I did not know this word. I looked it up in a dictionary (link here), but did not find it, and a Google search did not turn up anything, either.


----------



## terepere

Hi everyone!

If river wad- became gua- in Spanish as it is commonly known (Guadalquivir,Guadalajara, Guadiana) it is only natural that wadd´a became "guata". I keep searching for an authorised opinion on the matter: I have found guata among several lists of "arabisms" used in Spanish. But it seems that no one has ever written a thesis on the subject!!

Interesting theory about the Portuguese taking the word and the cotton into Japan from India.


----------



## psxws

to revive an old thread:

I think that ouate, etc. does come from a Germanic source. See for example:

http://books.google.com/books?id=OH...um=4&ved=0CCcQ6AEwAw#v=onepage&q=vata&f=false

which links it to OHG wat, a weed, garment.

The explanations on wiktionary for ouate and related were not satisfactory . On the French project, for example:

De l’arabe wadd’a (« mettre », employé au sens de « garnir un vêtement ») mais l’hypothèse est encore mal fondée [1] car les mots de l’espagnol qui en dérivent (bata et guata) le sont tardivement.

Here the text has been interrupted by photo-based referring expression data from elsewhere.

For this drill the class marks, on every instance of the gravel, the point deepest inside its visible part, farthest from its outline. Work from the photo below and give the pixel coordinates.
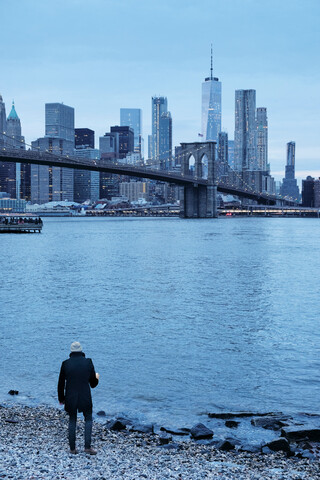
(35, 447)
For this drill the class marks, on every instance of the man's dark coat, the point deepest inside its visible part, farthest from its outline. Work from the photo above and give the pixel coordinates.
(77, 375)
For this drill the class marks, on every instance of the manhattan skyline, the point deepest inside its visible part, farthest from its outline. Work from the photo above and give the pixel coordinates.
(97, 66)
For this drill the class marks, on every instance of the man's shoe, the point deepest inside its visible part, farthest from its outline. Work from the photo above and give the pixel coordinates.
(90, 451)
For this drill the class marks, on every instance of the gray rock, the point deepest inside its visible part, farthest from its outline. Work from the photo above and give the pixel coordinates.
(250, 448)
(142, 428)
(232, 424)
(269, 423)
(115, 425)
(171, 446)
(11, 420)
(200, 431)
(225, 416)
(266, 450)
(101, 413)
(279, 445)
(225, 446)
(164, 438)
(178, 431)
(305, 432)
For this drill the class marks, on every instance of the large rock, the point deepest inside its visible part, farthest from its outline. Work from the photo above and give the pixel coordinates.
(232, 424)
(279, 445)
(248, 447)
(142, 428)
(101, 413)
(200, 431)
(177, 431)
(164, 438)
(116, 425)
(225, 416)
(226, 445)
(270, 422)
(296, 433)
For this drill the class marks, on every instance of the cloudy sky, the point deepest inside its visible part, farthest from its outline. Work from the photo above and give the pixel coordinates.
(100, 55)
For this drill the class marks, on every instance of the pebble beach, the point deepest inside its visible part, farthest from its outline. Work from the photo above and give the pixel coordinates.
(33, 446)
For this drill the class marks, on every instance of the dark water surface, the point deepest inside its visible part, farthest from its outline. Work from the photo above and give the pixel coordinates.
(180, 317)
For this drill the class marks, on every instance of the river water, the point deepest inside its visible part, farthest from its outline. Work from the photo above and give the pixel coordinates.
(180, 317)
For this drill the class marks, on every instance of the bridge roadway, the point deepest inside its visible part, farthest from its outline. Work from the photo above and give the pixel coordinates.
(52, 160)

(Pretty much the reason I wasn't convinced of it either)

It gives as related the German Watte, which (on the English wiktionary) gives the etymology as Dutch watten. Ultimately I think it is all derived from that Germanic root. As to the reasoning that cotton doesn't come from that part of the world: that's not that relevant because the word could originally have referred to something else, in this example a weed, and then later came to be applied to cotton.

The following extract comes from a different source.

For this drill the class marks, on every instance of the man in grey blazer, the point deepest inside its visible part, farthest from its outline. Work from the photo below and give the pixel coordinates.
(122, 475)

I think this is much more satisfactory than the alleged connection to Arabic for ouate specifically. Cotton and algodon obviously come from Arabic, however.

And the reason I even looked into this is because apparently ouate is the source for the word bata in Spanish. Interesting.


----------



## Aoyama

Yes, thank you for reviving this (somewhat) old thread, that after some debate, didn't come to a definite conclusion.
I follow you on some German connection (Watte and also English wad) which would refer more to the function or the aspect than to the actual thing.
But let's not forget that the primary aim of my question/thread was to find out where from and how did the word "wata"[men] _come into Japanese_. _Men_ comes from Chinese _mian_ (_wata _does not exist in Chinese). I had thought that there could have been a link with the Silk Road, Moslem and Arabic traders having come to China through this route ,around the 8th - 11th century, roughly the period when the word entered Japanese. So, two possible routes, by land (Silk Road, Moslem traders, many from Syria, Irak and Persia), or by sea, Arabic travelers possible but more likely Portuguese or Spaniards (Dutch, English and Germans came later, in the 18th century), the problem being that in that case, it would be the end of the 16th century ...


----------